Wernher von Braun became director of the National Aeronautics and Space Administration’s George C. Marshall Space Flight Center at Huntsville, Alabama, in 1960. He died June 16, 1977. The New York Times ran a lengthy front page June 18 obituary written by its space writer John Noble Wilford. The obituary was extended inside for a full page. It stated, “Dr. von Braun’s name perhaps more than any other, [is] synonymous with space travel.”

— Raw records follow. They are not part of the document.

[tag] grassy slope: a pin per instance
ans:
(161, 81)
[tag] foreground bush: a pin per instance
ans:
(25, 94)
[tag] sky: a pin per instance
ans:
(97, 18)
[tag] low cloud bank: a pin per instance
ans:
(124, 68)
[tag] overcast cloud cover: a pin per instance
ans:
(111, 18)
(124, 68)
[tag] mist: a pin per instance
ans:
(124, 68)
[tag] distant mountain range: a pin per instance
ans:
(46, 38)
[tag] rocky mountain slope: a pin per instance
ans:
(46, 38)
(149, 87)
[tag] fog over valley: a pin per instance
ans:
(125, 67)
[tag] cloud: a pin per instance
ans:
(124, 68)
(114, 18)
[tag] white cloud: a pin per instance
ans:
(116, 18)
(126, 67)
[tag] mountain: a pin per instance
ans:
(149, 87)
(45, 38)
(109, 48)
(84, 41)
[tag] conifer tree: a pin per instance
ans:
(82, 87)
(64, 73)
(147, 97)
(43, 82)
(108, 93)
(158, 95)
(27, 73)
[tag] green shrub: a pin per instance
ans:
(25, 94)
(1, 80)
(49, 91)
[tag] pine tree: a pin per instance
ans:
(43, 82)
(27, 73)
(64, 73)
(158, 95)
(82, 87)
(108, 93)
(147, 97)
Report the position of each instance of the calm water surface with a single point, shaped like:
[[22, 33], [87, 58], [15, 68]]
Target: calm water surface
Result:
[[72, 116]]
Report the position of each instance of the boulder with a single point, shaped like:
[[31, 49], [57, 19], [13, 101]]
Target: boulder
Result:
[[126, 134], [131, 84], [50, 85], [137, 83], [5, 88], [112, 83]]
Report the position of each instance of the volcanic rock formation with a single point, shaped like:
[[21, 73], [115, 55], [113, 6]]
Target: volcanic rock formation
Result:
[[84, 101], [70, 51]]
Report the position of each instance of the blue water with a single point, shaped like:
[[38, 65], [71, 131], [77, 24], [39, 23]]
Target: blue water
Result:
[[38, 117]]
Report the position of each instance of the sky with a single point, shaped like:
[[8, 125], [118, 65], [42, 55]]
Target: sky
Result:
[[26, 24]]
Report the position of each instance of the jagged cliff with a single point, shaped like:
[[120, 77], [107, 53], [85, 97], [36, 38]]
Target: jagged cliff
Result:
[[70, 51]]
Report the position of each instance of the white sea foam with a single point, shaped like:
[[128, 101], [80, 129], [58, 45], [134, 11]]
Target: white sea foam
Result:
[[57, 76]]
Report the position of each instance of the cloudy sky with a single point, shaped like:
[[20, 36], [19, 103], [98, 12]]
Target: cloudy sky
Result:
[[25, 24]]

Long time religion writer for The Associated Press, George W. Cornell, quoted von Braun in another 1977 feature obituary. Von Braun said, “Prayer is the most important work of man” (qtd. in Ward 258, emp. added). Wernher von Braun was a man of great faith in God. In an interview with United Press International religion columnist Louis Cassels, Dr. von Braun stated:
Any effort to visualize God, to reduce Him to our comprehension, to describe Him in our language, beggars His greatness. . . . I find it best to accept God as an intelligent will, perfect in goodness, revealing Himself in the world of experience. . . . Thus, in this age of space travel which dramatizes the immensity of the universe, men must enlarge their concept of God and recognize that He is not a local deity of this planet but the creator and master of everything. Manned space flight is an amazing achievement, but it has opened for us thus far only a tiny door for viewing the awesome reaches of space. Our outlook through this peephole at the vast mysteries of the universe only confirms our belief in its creator. (40A)

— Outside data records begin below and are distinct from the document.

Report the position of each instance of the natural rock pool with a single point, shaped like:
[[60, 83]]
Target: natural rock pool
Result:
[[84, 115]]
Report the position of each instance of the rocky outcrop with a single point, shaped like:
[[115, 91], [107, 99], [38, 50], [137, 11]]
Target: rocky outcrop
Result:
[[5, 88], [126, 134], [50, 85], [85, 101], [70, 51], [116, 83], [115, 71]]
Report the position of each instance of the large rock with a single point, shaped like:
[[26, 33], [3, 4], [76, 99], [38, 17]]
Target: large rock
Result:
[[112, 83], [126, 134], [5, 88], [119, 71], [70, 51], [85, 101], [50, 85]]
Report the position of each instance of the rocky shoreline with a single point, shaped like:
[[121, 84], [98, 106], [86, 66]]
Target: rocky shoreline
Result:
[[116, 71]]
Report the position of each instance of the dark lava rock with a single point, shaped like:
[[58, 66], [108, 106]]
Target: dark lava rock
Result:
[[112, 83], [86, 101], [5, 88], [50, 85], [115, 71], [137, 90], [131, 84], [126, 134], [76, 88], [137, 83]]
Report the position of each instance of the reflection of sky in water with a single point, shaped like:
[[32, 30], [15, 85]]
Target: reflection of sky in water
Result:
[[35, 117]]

All of this reminds me of the mid twentieth century Pittsburgh preacher, Samuel Shoemaker, who, in his sermon “Lord, Teach Us to Pray,” addressed the issue of the power of prayer. Shoemaker says:
Whether anything happens in prayer depends on what kind of god God is. If He created the universe . . . and then retired beyond where we can get in contact with Him, prayer is a vain effort. . . . He is not like that. . . .
Let me try to answer that, not from my own wisdom, but from that of a man who graduated Princeton with the highest honors in all its history—signe cum laude—the late Dr. Henry Norris Russell, of the department of astronomy [1905-1947]. One evening he had been giving us some hair-splitting figures on the size of the universe. Talking with him afterwards, I said, “Dr. Russell, how is it possible that an infinite God can have time for us?” He replied (and I recall his exact words), “The trouble is that your infinite God is not infinite enough. If He is really infinite, He can dispatch the affairs of this universe in the twinkling of an eye, and then have all the time in the world for you.” . . . He was a great scientist, and a great Christian. His word gave great lift to a young man seeking foundations for his faith! (102)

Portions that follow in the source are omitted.